The whining burst of a caseless minigun.
Jake screamed and fell.
Rage exploded in Thundertron's breast. His heart thundered. Sparks of pearl and blood plastered his vision. He gathered his legs under him, fists clenched together, and blasted upward like a piston.
Spasms of compressive agony seared down his spine as his fists smashed and tore through the underbelly of the drone, into the wires and workings. Sparks and smoke exploded around him. Metal and carbon composite squealed and tore under his grip. Synth-skin shredded away like soft rubber from metallic and polymer cyber-muscles and cerama-steel bones. Real blood flowed.
The drone began to list. With one hand, Thundertron tore into the drone's electronic entrails. The minigun whirred again. The heat and pressure ripple of the muzzle blasts scorched his back, but before it could track on him, something snapped inside the machine, and the turbines seized.

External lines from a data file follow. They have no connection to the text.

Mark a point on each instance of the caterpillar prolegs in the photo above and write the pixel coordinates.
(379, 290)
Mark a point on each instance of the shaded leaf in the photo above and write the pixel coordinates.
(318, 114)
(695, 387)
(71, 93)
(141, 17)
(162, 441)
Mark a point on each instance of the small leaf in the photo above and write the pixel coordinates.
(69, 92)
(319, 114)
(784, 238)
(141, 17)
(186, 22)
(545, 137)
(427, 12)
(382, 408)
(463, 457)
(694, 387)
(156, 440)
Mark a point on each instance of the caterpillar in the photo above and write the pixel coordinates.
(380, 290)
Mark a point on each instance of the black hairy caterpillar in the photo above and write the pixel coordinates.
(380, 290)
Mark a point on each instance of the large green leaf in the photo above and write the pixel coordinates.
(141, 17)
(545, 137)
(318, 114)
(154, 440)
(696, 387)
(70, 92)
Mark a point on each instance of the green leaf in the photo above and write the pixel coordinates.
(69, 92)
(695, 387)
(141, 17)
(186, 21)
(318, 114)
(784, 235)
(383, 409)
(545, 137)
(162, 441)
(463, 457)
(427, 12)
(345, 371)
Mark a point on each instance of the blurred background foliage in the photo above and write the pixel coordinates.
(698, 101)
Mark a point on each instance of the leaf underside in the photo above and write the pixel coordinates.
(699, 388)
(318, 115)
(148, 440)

Instantly his vision cleared. He could see the ravaged underbelly of the drone, the ground rushing up, Jake struggling to crawl clear, katana gripped in one hand. His vision danced with dire TART assessments.
The drone was a miniature VTOL jet with autonomous AI, weaponized with mini-gun for crowd-control and defibrillation stunner for perpetrator apprehension, weighing perhaps a ton. All this information came to him in a microsecond.

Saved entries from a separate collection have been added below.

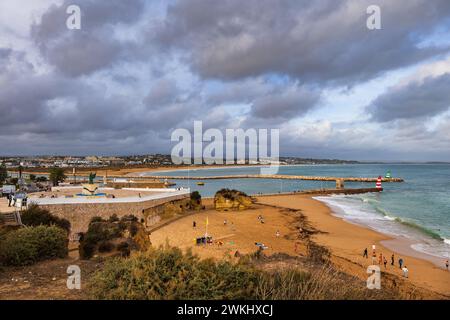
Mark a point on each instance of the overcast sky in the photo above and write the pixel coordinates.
(137, 70)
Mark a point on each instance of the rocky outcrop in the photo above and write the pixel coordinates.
(226, 199)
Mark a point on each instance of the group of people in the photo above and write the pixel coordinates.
(382, 260)
(11, 199)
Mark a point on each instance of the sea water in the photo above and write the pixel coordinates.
(417, 209)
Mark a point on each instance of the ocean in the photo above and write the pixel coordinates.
(417, 209)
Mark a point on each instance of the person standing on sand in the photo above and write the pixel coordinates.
(405, 271)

But it couldn't tell him how to stop the drone from falling on Jake.
The paramedics loaded Jake into the ambulance. "If those bastards touch my comics, I'll burn them to the ground!"

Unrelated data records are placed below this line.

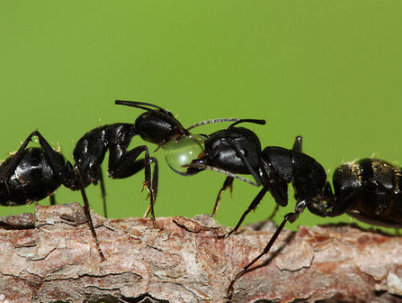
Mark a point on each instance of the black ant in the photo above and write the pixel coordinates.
(160, 127)
(33, 173)
(369, 190)
(237, 150)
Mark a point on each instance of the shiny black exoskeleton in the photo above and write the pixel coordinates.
(156, 125)
(369, 190)
(33, 173)
(237, 150)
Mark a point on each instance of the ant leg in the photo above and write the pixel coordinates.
(103, 191)
(291, 217)
(297, 146)
(155, 177)
(88, 214)
(121, 165)
(228, 183)
(252, 206)
(272, 216)
(52, 199)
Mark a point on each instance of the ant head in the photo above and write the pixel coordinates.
(156, 125)
(234, 149)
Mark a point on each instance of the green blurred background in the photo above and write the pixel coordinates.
(330, 71)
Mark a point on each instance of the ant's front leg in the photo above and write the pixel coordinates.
(252, 206)
(228, 183)
(297, 146)
(123, 164)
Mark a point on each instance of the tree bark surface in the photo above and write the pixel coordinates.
(183, 261)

"Don't worry!" the old man called after him. "I'll keep them safe."
Jake had managed to gasp bursts of words as Thundertron extracted him from the wreckage and tied tourniquets around his torn, shattered thighs. "They're gonna raid my house. Won't be nothing left. You gotta stay there and protect . . ."
"What's he talking about?" the police officer asked the old man, glancing at the shredded synth-skin of his forearms.
"Corporate dispute," the old man said. His body was tensed to run at the first indication he was under arrest by the Albuquerque PD.
"Is that whose this mess is?" The officer thumbed over his shoulder at the wreckage choking the street.
The officer spat, and his jaw chewed on something bitter. "Fucking mega-corps can clean up their own mess. Say, don't I know you from somewhere?"
"I doubt it."
Thundertron held up a shredded wrist with the metal and polymer glistening. "Does this look like I have a chip?"
The officer tapped the transceiver on his temple. "Must be some sort of interference around here. I guess we'll have to do this the old-fashioned way." He pulled out a notebook and pen. "Name and address."
Thundertron answered the officer's questions to the vaguest of his ability.
The officer closed his notebook with a snap. "If you hadn't just cost the mega-corps one very pricey toy, I might be inclined to drag you in for questioning. Fucking drones will never replace real cops. Watch your back now."
The old man tipped his hat and limped to Jake's car. He hoped his legs would last a few more days, while he laid low. But he couldn't go far. With a bit of Jake's money, Thundertron's legs would be as powerful as the day they were installed. Jake would need new legs soon. Maybe the world needed a new hero.